Monday, 17 November 2008

A letter published in the Bangkok Post 12th July 2008

Proper driving needed
I am from the UK and lived there for 40 years without seeing a dead body. Since coming to Thailand almost 10 years ago, I have seen about 20 corpses, witnessing the death of two of them. They were all victims of avoidable traffic accidents.
After visiting nearly 50 countries, I believe Thai drivers to be the most ill-informed, reckless and spatially unaware of all. I have had some near misses myself whilst driving and believe that the root of the problem lies in the lack of road user education.
As I grew up in Britain I was exposed nightly to road safety and awareness adverts, the catch phrases are with me yet. "Clunk click every trip", "Look right, look left, then right again", "Speed kills", etc.
I fervently hope that this new government, coupled with a public information TV channel modelled on the BBC, can together help, primarily, to reduce the death toll and, secondly, the tedious traffic jams caused by the long wait for the familiar white spray-painted outlines of vehicle positions involved in minor accidents.
Perhaps we could start with a "make sure there are no surprises" campaign, encouraging drivers and riders to indicate and look before changing lanes or joining a line of moving traffic. If only one person benefits by not being mown down by a pickup truck, surely it would have been worthwhile?
IAN PAUL

2 comments:

tropicalrob said...

I agree, Thai drivers are pretty bad, but nothing compared to drivers in two other countries I've visited - Cambodia and Sri Lanka.

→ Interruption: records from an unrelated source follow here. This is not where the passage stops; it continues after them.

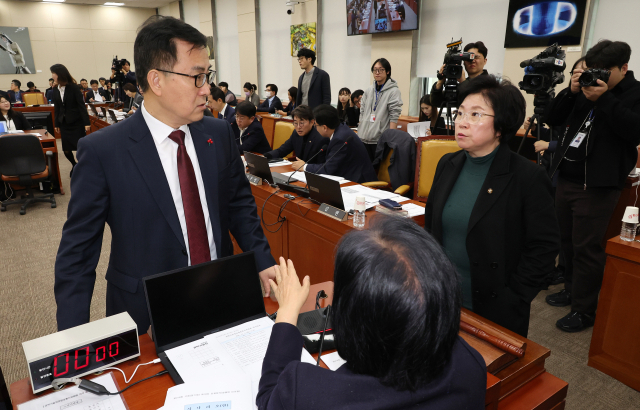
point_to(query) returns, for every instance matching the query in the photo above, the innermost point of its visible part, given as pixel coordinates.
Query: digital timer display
(84, 359)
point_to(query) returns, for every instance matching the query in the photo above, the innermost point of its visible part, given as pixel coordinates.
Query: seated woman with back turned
(396, 316)
(492, 209)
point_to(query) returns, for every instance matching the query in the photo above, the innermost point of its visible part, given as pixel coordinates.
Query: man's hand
(265, 276)
(290, 294)
(575, 83)
(297, 164)
(594, 92)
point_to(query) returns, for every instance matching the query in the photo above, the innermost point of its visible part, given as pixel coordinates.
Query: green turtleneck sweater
(456, 214)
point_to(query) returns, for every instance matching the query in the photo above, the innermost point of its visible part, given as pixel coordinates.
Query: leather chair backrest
(429, 153)
(281, 134)
(21, 154)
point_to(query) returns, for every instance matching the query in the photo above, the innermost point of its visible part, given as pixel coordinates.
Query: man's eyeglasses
(472, 117)
(200, 79)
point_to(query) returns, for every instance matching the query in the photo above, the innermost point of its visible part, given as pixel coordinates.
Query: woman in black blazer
(396, 316)
(72, 120)
(13, 120)
(492, 210)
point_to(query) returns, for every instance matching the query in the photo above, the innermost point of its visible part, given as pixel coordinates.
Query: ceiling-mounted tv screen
(381, 16)
(536, 23)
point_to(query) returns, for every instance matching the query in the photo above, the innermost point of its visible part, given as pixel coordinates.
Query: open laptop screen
(188, 303)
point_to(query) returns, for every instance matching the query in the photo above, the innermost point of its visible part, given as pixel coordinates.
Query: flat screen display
(188, 303)
(381, 16)
(536, 23)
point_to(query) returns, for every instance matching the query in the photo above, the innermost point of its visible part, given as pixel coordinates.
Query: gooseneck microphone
(324, 147)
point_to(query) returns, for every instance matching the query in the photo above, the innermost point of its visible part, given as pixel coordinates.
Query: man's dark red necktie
(196, 227)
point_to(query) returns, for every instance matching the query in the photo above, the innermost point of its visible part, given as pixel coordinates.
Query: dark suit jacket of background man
(319, 89)
(120, 180)
(351, 162)
(313, 142)
(253, 139)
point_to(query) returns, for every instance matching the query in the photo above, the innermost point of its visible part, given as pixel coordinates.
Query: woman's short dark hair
(608, 54)
(509, 106)
(385, 64)
(307, 53)
(303, 112)
(155, 45)
(64, 77)
(246, 108)
(396, 303)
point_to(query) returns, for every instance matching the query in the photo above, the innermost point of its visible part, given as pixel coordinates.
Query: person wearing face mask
(492, 209)
(272, 103)
(593, 158)
(250, 93)
(474, 68)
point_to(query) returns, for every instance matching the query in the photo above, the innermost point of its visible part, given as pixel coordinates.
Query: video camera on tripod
(541, 74)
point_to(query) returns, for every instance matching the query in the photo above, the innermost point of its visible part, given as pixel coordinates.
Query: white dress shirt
(168, 152)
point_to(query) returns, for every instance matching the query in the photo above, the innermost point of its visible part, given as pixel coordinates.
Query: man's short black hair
(303, 112)
(246, 108)
(274, 88)
(307, 53)
(385, 64)
(608, 54)
(327, 115)
(155, 45)
(479, 45)
(397, 303)
(509, 106)
(217, 94)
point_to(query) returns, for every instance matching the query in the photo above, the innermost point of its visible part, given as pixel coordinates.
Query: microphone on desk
(324, 147)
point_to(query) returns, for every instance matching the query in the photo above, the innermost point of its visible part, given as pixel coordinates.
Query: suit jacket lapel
(145, 155)
(209, 169)
(494, 185)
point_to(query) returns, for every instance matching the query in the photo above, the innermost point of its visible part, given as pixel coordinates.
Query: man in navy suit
(163, 214)
(314, 85)
(216, 102)
(272, 103)
(248, 130)
(346, 156)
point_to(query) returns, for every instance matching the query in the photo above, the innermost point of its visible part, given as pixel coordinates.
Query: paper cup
(631, 215)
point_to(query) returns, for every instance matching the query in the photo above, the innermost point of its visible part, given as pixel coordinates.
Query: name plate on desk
(254, 180)
(333, 212)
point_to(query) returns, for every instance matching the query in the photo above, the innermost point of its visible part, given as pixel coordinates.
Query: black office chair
(22, 162)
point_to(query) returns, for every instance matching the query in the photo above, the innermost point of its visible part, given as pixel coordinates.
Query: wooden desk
(614, 343)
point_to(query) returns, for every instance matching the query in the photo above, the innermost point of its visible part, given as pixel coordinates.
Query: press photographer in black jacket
(593, 159)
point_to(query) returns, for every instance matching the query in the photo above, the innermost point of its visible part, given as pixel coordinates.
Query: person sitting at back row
(349, 162)
(248, 130)
(305, 141)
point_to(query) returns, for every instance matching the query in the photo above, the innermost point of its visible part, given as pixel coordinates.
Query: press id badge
(578, 140)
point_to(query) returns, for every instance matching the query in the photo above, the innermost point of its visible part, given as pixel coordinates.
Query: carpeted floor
(28, 245)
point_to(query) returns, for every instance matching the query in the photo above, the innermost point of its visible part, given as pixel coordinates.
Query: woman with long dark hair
(72, 120)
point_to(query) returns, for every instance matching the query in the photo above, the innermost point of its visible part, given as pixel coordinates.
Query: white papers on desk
(72, 398)
(333, 360)
(418, 129)
(228, 392)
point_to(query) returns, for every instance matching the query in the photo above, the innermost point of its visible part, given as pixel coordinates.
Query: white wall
(473, 20)
(346, 58)
(617, 20)
(228, 58)
(275, 47)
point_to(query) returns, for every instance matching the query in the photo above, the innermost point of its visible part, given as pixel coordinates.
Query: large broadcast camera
(541, 74)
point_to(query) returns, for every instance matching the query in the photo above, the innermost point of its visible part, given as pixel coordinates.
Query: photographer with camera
(601, 108)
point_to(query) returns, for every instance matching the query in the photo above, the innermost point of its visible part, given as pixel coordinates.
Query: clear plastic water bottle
(359, 214)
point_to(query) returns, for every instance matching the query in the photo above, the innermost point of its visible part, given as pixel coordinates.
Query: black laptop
(324, 190)
(189, 303)
(259, 166)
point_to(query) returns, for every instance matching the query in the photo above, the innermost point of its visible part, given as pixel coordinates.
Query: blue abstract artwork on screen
(545, 18)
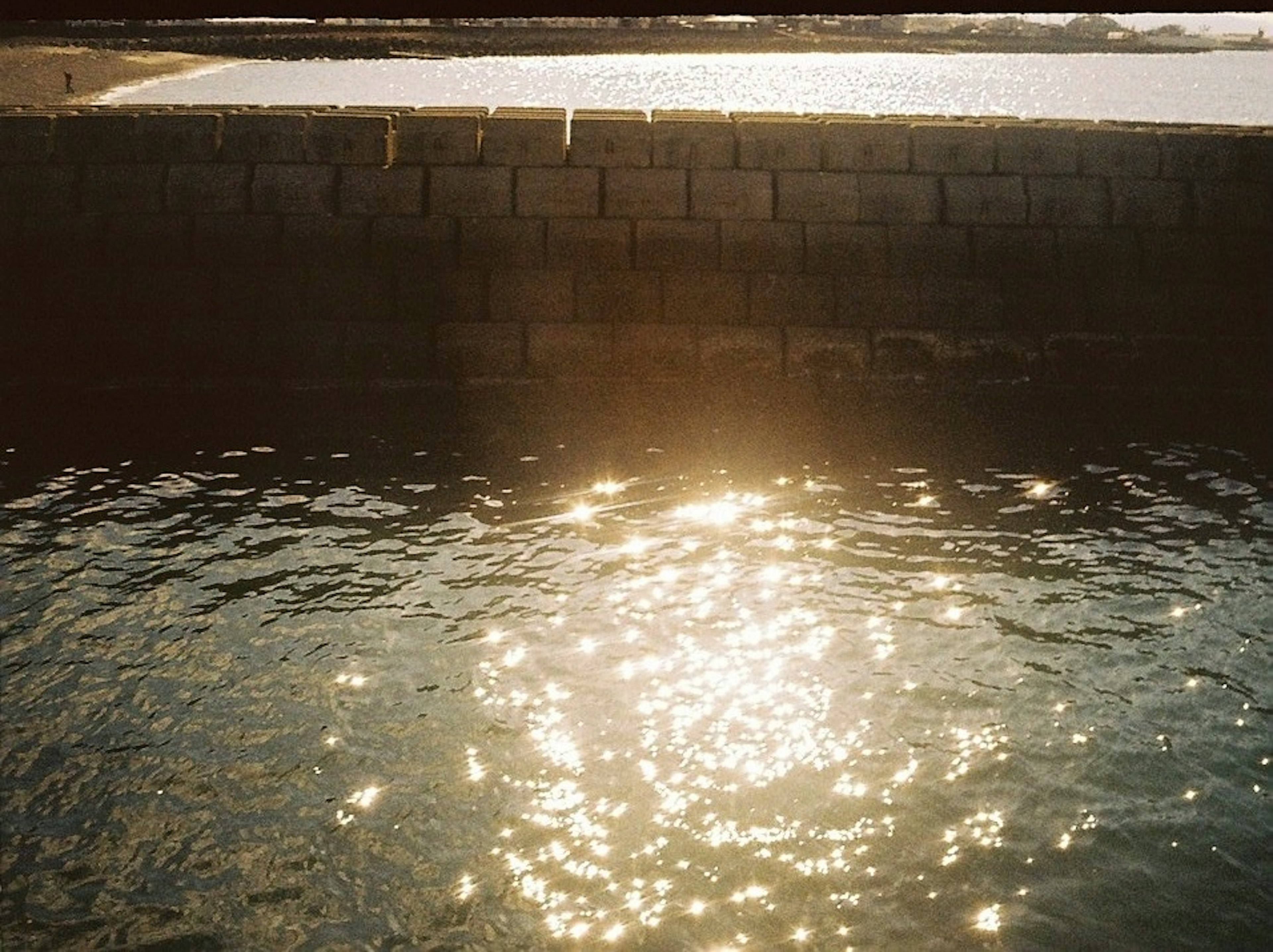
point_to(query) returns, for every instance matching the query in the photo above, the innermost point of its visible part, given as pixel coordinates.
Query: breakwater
(436, 245)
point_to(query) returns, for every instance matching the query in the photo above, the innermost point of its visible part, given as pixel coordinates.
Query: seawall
(324, 245)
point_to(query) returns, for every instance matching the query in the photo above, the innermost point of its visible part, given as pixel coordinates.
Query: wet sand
(35, 74)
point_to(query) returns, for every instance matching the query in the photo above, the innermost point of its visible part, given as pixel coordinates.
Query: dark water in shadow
(590, 667)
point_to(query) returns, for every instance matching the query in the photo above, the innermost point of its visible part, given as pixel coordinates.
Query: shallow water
(482, 680)
(1226, 87)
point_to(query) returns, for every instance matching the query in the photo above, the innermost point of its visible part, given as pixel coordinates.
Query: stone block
(619, 297)
(610, 138)
(370, 190)
(603, 244)
(325, 240)
(692, 139)
(646, 193)
(897, 199)
(828, 353)
(179, 137)
(208, 188)
(413, 242)
(653, 350)
(558, 193)
(440, 137)
(1150, 203)
(237, 240)
(986, 200)
(1029, 149)
(531, 296)
(1020, 253)
(678, 246)
(842, 249)
(524, 137)
(264, 137)
(349, 139)
(570, 350)
(741, 352)
(706, 298)
(106, 137)
(441, 296)
(956, 148)
(480, 350)
(1068, 202)
(502, 242)
(294, 190)
(26, 138)
(818, 197)
(853, 144)
(927, 253)
(465, 190)
(763, 246)
(123, 188)
(778, 142)
(39, 190)
(1120, 153)
(792, 300)
(1245, 207)
(731, 194)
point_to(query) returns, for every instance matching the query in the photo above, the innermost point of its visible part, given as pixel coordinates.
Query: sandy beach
(36, 74)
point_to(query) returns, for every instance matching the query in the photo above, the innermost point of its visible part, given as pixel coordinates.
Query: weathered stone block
(464, 190)
(678, 246)
(828, 353)
(897, 199)
(792, 300)
(1118, 153)
(653, 350)
(349, 139)
(837, 247)
(208, 188)
(96, 137)
(440, 137)
(778, 142)
(646, 193)
(622, 297)
(731, 194)
(179, 137)
(1150, 203)
(986, 200)
(570, 349)
(415, 242)
(368, 190)
(818, 197)
(706, 298)
(502, 242)
(264, 137)
(599, 242)
(1068, 202)
(533, 296)
(558, 193)
(294, 190)
(610, 138)
(962, 148)
(861, 146)
(693, 139)
(741, 352)
(524, 137)
(1037, 150)
(26, 138)
(123, 188)
(767, 246)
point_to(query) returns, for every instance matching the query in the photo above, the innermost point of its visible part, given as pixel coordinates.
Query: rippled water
(653, 689)
(1234, 88)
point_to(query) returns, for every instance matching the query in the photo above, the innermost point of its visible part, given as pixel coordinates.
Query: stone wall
(447, 244)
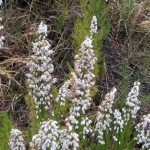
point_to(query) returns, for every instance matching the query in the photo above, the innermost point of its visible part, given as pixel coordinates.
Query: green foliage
(34, 123)
(82, 28)
(5, 128)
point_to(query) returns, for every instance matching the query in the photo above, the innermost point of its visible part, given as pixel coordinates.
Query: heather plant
(16, 140)
(5, 128)
(143, 132)
(63, 119)
(40, 79)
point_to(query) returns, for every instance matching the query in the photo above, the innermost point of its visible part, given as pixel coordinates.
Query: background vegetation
(122, 47)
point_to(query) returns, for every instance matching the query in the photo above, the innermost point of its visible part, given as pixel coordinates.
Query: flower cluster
(143, 132)
(93, 27)
(132, 100)
(81, 86)
(2, 38)
(16, 140)
(64, 92)
(41, 67)
(103, 118)
(77, 89)
(47, 137)
(118, 124)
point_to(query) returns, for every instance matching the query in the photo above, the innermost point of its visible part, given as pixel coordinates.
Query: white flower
(47, 137)
(103, 118)
(40, 71)
(1, 2)
(42, 28)
(16, 140)
(93, 27)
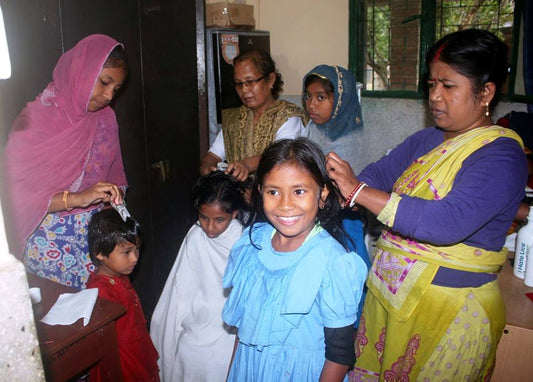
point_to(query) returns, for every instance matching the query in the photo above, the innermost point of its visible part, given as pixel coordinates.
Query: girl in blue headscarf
(335, 121)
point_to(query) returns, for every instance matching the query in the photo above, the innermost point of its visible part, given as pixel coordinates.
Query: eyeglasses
(248, 83)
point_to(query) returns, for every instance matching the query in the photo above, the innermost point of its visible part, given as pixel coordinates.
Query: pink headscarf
(50, 145)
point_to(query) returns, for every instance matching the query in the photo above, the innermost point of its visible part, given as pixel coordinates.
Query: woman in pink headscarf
(63, 162)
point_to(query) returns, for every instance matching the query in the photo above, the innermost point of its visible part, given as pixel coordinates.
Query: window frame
(427, 20)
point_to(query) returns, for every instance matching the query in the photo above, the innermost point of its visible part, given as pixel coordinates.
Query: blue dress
(281, 302)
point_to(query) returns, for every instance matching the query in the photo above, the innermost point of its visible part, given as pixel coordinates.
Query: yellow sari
(412, 329)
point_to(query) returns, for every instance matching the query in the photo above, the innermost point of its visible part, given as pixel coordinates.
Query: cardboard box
(228, 15)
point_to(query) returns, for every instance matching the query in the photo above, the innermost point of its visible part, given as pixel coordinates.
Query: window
(389, 38)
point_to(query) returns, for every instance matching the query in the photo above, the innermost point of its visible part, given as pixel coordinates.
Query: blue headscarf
(346, 115)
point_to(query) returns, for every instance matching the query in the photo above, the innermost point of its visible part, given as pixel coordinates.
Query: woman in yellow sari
(448, 195)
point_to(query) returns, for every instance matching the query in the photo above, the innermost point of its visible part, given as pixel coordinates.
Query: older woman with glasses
(261, 120)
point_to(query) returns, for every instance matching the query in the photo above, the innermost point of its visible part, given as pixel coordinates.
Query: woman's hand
(209, 163)
(239, 170)
(97, 193)
(100, 192)
(341, 173)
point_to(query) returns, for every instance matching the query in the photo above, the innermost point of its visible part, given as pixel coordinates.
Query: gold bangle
(65, 194)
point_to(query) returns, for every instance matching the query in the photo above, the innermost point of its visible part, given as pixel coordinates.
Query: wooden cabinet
(514, 358)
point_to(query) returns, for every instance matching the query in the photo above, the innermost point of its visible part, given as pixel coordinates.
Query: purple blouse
(480, 207)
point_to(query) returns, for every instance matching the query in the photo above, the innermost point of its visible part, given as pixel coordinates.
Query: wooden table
(514, 359)
(68, 350)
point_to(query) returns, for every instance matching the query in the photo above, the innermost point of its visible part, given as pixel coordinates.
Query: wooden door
(170, 30)
(161, 110)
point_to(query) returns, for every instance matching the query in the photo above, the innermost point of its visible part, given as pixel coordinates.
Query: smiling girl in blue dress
(296, 289)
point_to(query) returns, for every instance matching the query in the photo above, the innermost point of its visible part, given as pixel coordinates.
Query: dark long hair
(307, 155)
(107, 229)
(476, 54)
(217, 187)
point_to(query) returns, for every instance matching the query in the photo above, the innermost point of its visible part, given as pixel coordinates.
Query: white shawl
(187, 329)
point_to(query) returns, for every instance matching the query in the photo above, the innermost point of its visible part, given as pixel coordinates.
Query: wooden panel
(169, 32)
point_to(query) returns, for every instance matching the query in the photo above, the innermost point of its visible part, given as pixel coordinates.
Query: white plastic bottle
(524, 241)
(528, 277)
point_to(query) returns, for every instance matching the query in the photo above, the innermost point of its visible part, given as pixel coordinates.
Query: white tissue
(70, 307)
(35, 295)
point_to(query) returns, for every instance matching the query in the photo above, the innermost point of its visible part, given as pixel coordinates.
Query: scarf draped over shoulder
(50, 143)
(403, 267)
(244, 139)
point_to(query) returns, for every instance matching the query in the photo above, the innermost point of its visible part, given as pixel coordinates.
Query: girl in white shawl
(187, 329)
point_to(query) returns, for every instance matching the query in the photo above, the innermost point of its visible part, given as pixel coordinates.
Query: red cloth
(138, 356)
(49, 146)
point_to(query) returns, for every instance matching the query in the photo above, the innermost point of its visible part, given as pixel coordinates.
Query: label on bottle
(520, 260)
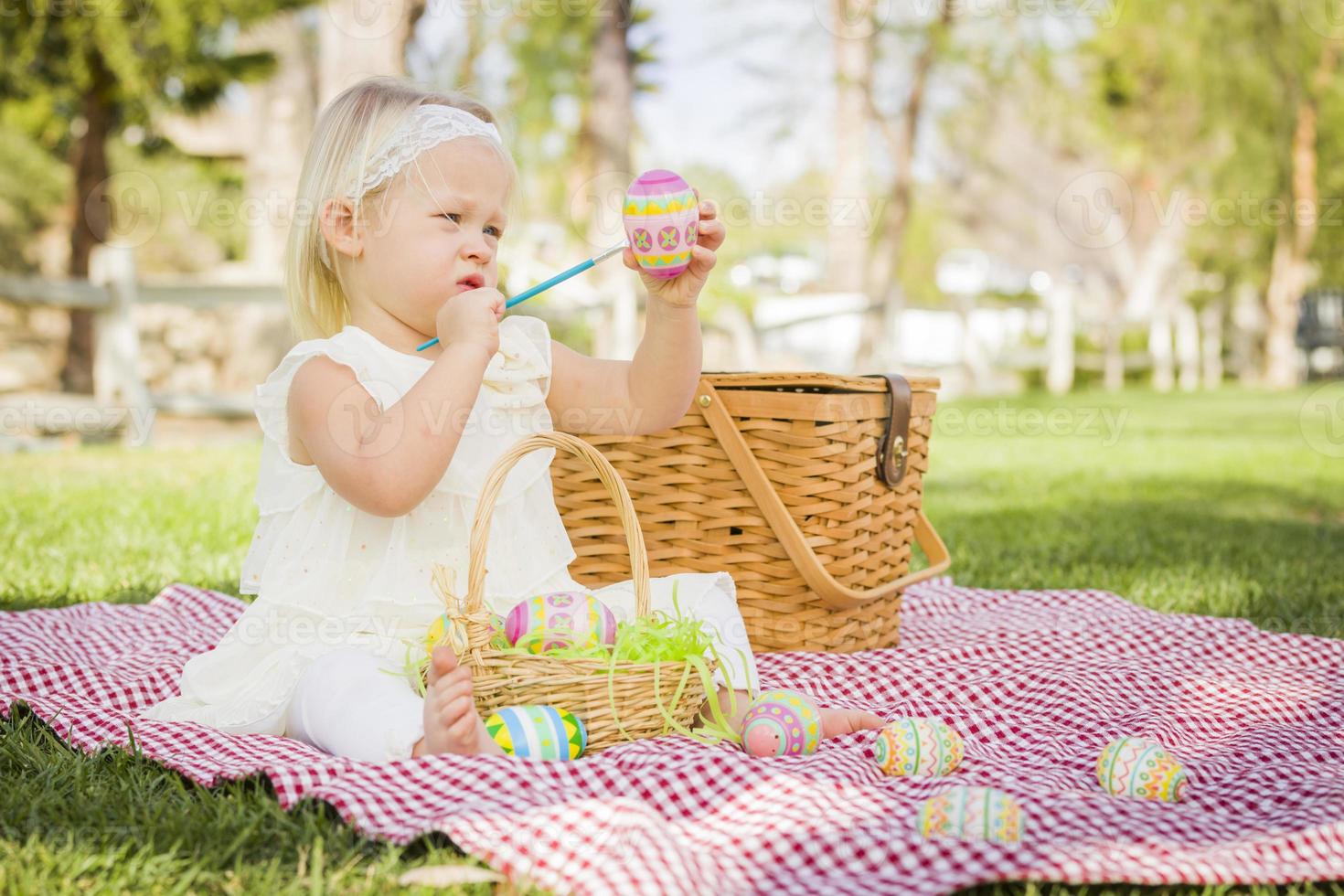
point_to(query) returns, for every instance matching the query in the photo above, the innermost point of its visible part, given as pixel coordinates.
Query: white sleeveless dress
(328, 575)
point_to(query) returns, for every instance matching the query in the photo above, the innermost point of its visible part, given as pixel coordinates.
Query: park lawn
(1214, 504)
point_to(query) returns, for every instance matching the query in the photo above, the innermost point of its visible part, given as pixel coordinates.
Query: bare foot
(843, 721)
(452, 723)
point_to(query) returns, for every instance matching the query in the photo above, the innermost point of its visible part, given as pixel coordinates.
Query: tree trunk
(91, 209)
(878, 346)
(1290, 271)
(1160, 348)
(611, 121)
(1211, 344)
(1187, 347)
(1113, 360)
(847, 243)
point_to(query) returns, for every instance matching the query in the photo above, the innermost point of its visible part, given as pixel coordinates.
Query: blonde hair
(347, 133)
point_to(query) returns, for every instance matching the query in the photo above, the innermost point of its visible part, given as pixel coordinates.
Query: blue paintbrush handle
(540, 288)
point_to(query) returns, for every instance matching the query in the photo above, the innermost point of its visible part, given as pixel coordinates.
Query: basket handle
(609, 477)
(815, 572)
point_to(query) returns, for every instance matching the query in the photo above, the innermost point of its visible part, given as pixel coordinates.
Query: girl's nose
(477, 248)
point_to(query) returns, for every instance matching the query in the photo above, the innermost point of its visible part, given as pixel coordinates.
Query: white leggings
(346, 704)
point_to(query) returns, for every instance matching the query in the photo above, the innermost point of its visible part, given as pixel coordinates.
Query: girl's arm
(652, 391)
(646, 394)
(383, 463)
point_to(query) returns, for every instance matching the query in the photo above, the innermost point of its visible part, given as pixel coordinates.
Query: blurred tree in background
(103, 69)
(1235, 112)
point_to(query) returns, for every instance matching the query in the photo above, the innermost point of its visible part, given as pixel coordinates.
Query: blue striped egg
(538, 731)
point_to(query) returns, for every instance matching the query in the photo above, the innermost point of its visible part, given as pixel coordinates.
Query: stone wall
(214, 351)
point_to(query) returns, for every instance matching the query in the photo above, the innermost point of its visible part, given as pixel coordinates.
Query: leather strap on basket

In Sri Lanka they simply come down the wrong side of the road at you! Bus drivers have a particularly macho culture and on the open road just expect motorcyclists to get the hell out of the way. And, believe me, you'd better! Another irritating feature there is lane straddling, which makes it extremely difficult to overtake.

Cambodia? Well, basically chaos. At least in Thailand there's some semblance of order.

The only place I imagine might be worse is somewhere in Africa.

Phillip Donnelly said...

I'd have to give my vote to Cairo, but Saigon was pretty terrible too, especially for a pedestrian trying to cross the road, weaving through the motorbikes. Yikes!